Now what would be ironic is a second class action by subscribers to its TrustedID and other protection services because Equifax failed to report a breach and damage to subscribers due to a hack of Equifax’s system.

    regulus arcturus in reply to OleDirtyBarrister. | September 8, 2017 at 6:56 pm

    I may try that.

    There’s another twist here, don’t see it mentioned above:

    When you click thru the info screens (I did this earlier and am likely impacted), you are unwittingly forfeiting your rights to participate in any litigation which may arise from this.

    I did not initially see this discliamer, but needless to say, I will be participating in at least a class action (probably more) against EFX. Those types of forfeit clauses have been tried before in the brokerage industry (you “forfeit your right to sue or otherwise bring action against Firm X” and implicitly agree to arbitration) and have been slammed.

      OleDirtyBarrister in reply to regulus arcturus. | September 8, 2017 at 7:14 pm

      This nonsense with Equifax is one reason I actually support a sliver of what the CFPB is doing, its class action regulation proscribing consumer service providers from taking away rights of customers.

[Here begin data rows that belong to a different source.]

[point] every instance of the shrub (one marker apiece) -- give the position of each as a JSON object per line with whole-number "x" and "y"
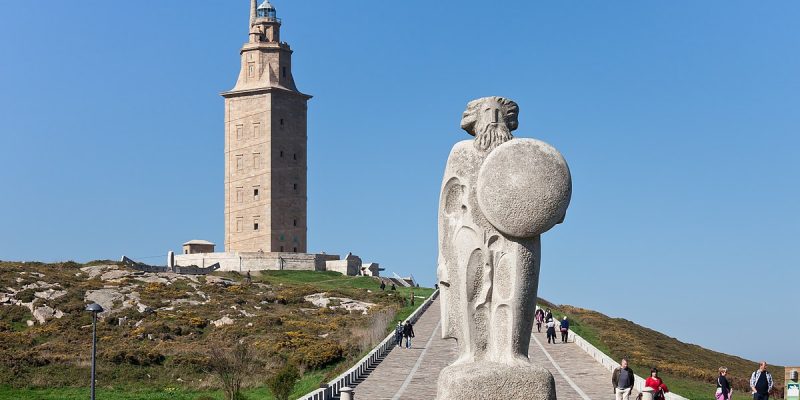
{"x": 282, "y": 383}
{"x": 320, "y": 354}
{"x": 134, "y": 357}
{"x": 232, "y": 367}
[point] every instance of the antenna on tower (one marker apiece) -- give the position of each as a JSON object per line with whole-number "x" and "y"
{"x": 253, "y": 6}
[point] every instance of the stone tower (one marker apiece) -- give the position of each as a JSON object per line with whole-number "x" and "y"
{"x": 265, "y": 145}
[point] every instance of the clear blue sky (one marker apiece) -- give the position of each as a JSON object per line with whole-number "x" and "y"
{"x": 679, "y": 121}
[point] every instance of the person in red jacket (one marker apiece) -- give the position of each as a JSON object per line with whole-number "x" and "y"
{"x": 658, "y": 386}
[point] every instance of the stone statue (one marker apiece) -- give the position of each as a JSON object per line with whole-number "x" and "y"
{"x": 499, "y": 194}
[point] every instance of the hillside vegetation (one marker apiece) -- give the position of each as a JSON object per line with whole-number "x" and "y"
{"x": 687, "y": 369}
{"x": 157, "y": 336}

      Unfortunately, an appreciable number of class actions are crap and are the toil of fast buck artists, but without them, corporate behavior would be even worse. GM had an ignition scandal despite know what would happen in the civil system if they got caught, and Takata had an airbag deployment device scandal with the same knowledge, and they both did it anyway. Imagine what they will do with no risk of a class action.

Let’s face it. Every hacker around the world already has every Americans data. The questions is, what are we going to do about it?

regulus arcturus | September 8, 2017 at 12:48 pm

Unless the executives who sold shares had a 10b5-1 plan in place, those sales look very, very bad from a regulatory perspective.

I do not believe they did have a 10b5-1 plan.

    According to the Bloomberg report quoted above, the transactions were not part of any reported scheduled sale.

    I hope the regulators go after them, especially the CFO.

      regulus arcturus in reply to Liz. | September 8, 2017 at 5:47 pm

      Yes, I’m aware, but do not trust Bloomberg reporting.

      I’ve encountered too many instances of inaccurate and incomplete reporting by BBG.

      I would expect they have already received a call from SEC, but I have not seen anything on the SEC website.

From what I read, the breach occurred because Equifax failed to apply security patches to their web servers. Dummies…

Maybe Equifax had their servers set up by John Podesta and used “p@ssw0rd” for their top level password?

So what happens to Equifax’s credit score?

Watch: they’ll find all this date on Wassherman SSchultz’s laptop, with a tie to a hillary clinton scam.